Welcome to Flores a place I’d describe as nothing special as towns go. The main reason for being her is that Flores is used as the primary jumping off point for trips to the magnificent Tikal ruins, or for crossing the Belizean or Mexican borders. Based on that point you can always find a steady stream of travellers going where you're going or having just come back from it. Hostel Los Amigos is the recommendation here, started by 2 Dutch travellers. Again it’s another laid back place with hammocks adorning many a corner but also serves great food (even I struggled to finish their spaghetti bolognese!) and is definitely the spot to be to find a people and a great atmosphere. I am feeling really old though as I'm hanging out with an English girl and some Israelis that I met in El Retiro and the Israelis are all fresh out of the army and all 22!
Meet up with my Ozzie friend Tamara whose just finished in Xela and we decided to travel for a few days together starting off with the ruins at Tikal. We opted to stay in Tikal park itself at the Tikal Inn which was 'flashpacking' as it was a little bit, okay quiet a lot more than the standard backpacker budget but we felt it was justified as it meant you could catch the sunset and stay late in the park. Nothing to do with the fact that it had a pool, nice bungalows and hot water.

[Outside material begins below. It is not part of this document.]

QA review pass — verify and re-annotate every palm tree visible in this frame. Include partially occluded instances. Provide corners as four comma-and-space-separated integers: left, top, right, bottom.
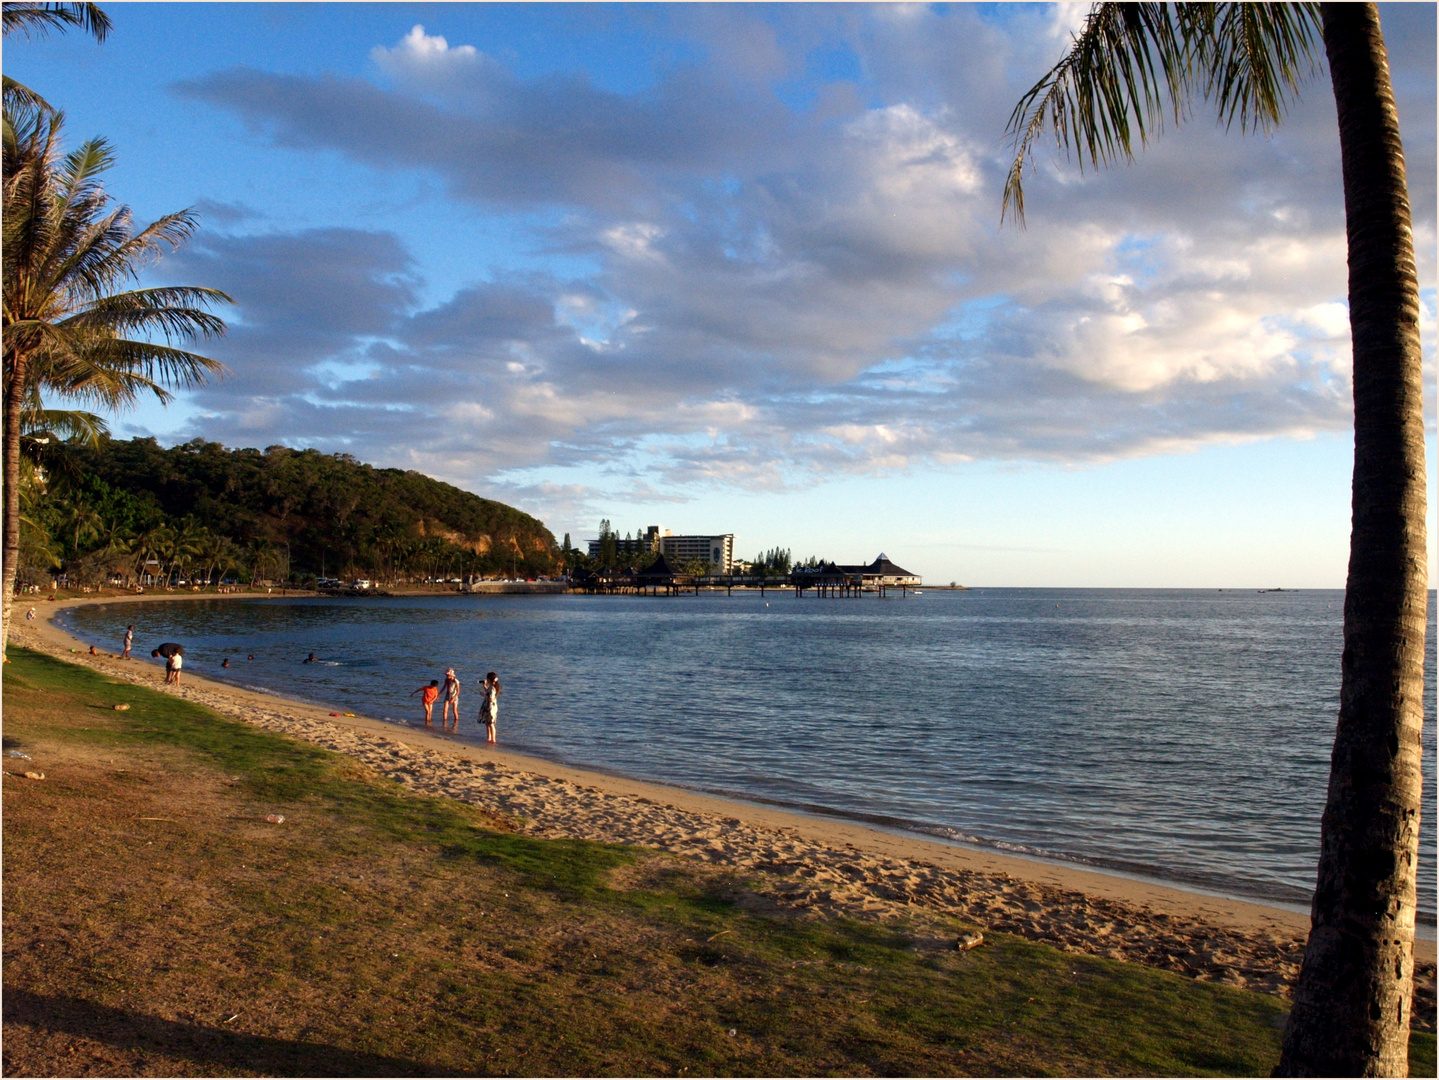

We were forced to take a swim and chill by the pool waiting for 3pm to swing round as tickets for the park bought after 3pm are valid for the next day too...see we still were economising!
For me sunset was definitely better than the sunrise as we were 2 of about 20 people watching the sun go down from the top of the pyramid Mundo Perdido (Lost world). It's at this point that I have to give the Mayans credit for their ingenuity and engineering prowess to build these incredible structures, but I do have a tiny little gripe with their overall design. The sun went down over the one section where there were no pyramids in the foreground, just dense forest. I mean you would have thought that they could have consulted a landscape designer who would have told them to place a pyramid or 2 in line with the setting sun saying "I tell you, in a few 1000 years, you'll make a killing with the tourists wanting to check out this view, trust me".
Unfortunately there must have been no consultation thus that meant no sunset photos with pyramids in the foreground but the scenery and flying assortment of toucans, macaws and parrots were still a delight to see. Because we were staying in the park we were the last ones off the pyramid and as it was dark we ended up chatting to the guard who walked up back home as he knew the way, besides he was carrying a shotgun so we felt safe in case we were attacked by those pesky parrots or killer toucans.
As I said sunrise was a little disappointing as it was very foggy so you couldn't see anything - seems this is typical 80% of the time but the guided tour afterwards was very informative.
We went solo afterwards and can proudly say we did something contrary to the Lonely Planets advice. In the Tikal section there is a large highlighted block warning against solo trips to the remote Temple of Inscriptions due to incidents of robbery, etc... against tourists. After checking with the locals we decided to go anyway and besides I had shoes on and Tamara sandals so I figured I could run faster than her...hey chivalry has no place in the jungle guys!
These are the first ruins I've seen on my journey and by all accounts from what I've read and heard from other travellers it's one of the best and I can confirm Tikal is definitely worth a visit. Just bring lots of water, sun cream (if you need it) and if you can try and spend the night in the park - the sunset on top of a pyramid is definitely worth the expense.